Tyne and Wear Metro chiefs admit that train services have “not been good enough” as passengers brace for a major ticket price hike this weekend.
Fare increases of up to 13.9% for some tickets are due to come into force on Saturday, April 1, though prices are being frozen for people who travel using a Pop Pay As You Go card. The move has been blamed on the dramatically increased energy costs faced by operator Nexus this year, with the size of the Metro’s annual high voltage electricity bill having spiralled from £8m to around £20m.
But the fare increases, previously branded “insulting” to customers, come at a time when travellers have been enduring regular disruption – the latest bout of which came on Thursday morning when commuters’ journeys were halted by a serious overhead line failure at Pelaw. Transport bosses recently had to scrap extra peak-time trains from the Metro’s timetable because of reliability problems, while there have been a raft of issues over recent months as a result of freezing temperatures, rail strikes, and maintenance works.
Read More: Full list of new Metro ticket prices as fare hike comes into force this weekend
Nexus customer services director Huw Lewis told the Local Democracy Reporting Service: “The service we have provided in the last couple of months has not been good enough, I know that and I feel that. We want to improve that. Yes, customers will ask how we can justify some tickets going up in price when services should be better. It is hard to explain and it is hard to look people in the eye.
“But I have to come back to the point that we don’t make any profit, no shareholders are taking anything out of this. We need to meet our costs in order to continue providing a service going forward. And in doing that we want to improve. The situation with the trains is improving, we are getting more trains out at peak times than we were this time last month.

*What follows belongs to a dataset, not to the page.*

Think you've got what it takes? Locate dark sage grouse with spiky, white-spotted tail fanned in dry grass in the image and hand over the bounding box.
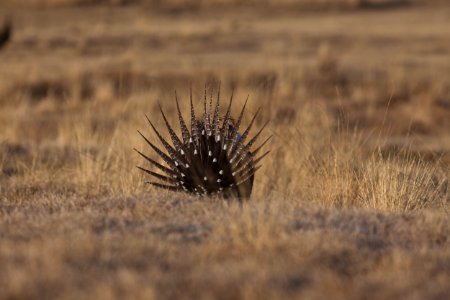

“Overall punctuality is improving, though we have had a bad failure on the overhead lines today which engineers are working as fast as they can to fix, and we want to get going into spring and summer giving our customers a better offer. That better offer is a combination of convenience in the way they travel, a price freeze if you shop around and get the right ticket, and a better and more reliable service.”
For the second year running, the price of single and daysaver tickets bought using a Pop smartcard are being frozen – meaning that travelling with a Pop card will be up to £1.35 cheaper per day. But the equivalent paper tickets will see their prices jump by between 8.8% and 13.9%, depending on which zones they cover.
Monthly and yearly passes will also be up to 11% more expensive from Saturday, though the price of a week-long Metro ticket is being kept lower and will rise only by a maximum 3.4%. The maximum cost of a single journey will rise from £3.90 to £4.30, a day ticket from £5.70 to £6.20, a weekly pass from £24 to £24.40, and a four-week ticket from £81.30 to £90.20.
Mr Lewis added: “Nobody likes a fare rise and that includes us. We want to provide the best possible service to customers. Nexus is a public service and the Metro runs without a profit, which means we need to meet our costs. At the moment, our costs have gone up a great deal – mainly because of the price of electricity. What was an £8m electricity bill became a £20m electricity bill, more or less.
“So from Saturday we are introducing an average increase in fares and some tickets are going up. But for an awful lot of passengers we are managing to freeze the price. I have said this before and I will say it again – if you currently use a paper ticket, switch to Pop Pay As You Go.”
There has been a surge in the number of passengers using a Pop card in order to stay on cheaper fares – with almost a third of adult customers now doing so, compared to just 12% in January 2022. Pop cards can be ordered online from the Nexus website and are also available digitally on Android phones, but not yet on iPhones.
Asked if the increasing fare prices for other tickets could go back down if and when Nexus’ energy bills reduce, Mr Lewis said: “If the energy price goes down it gives us a chance to continue to look at things like price freezes in future and continue to provide value in those ways.”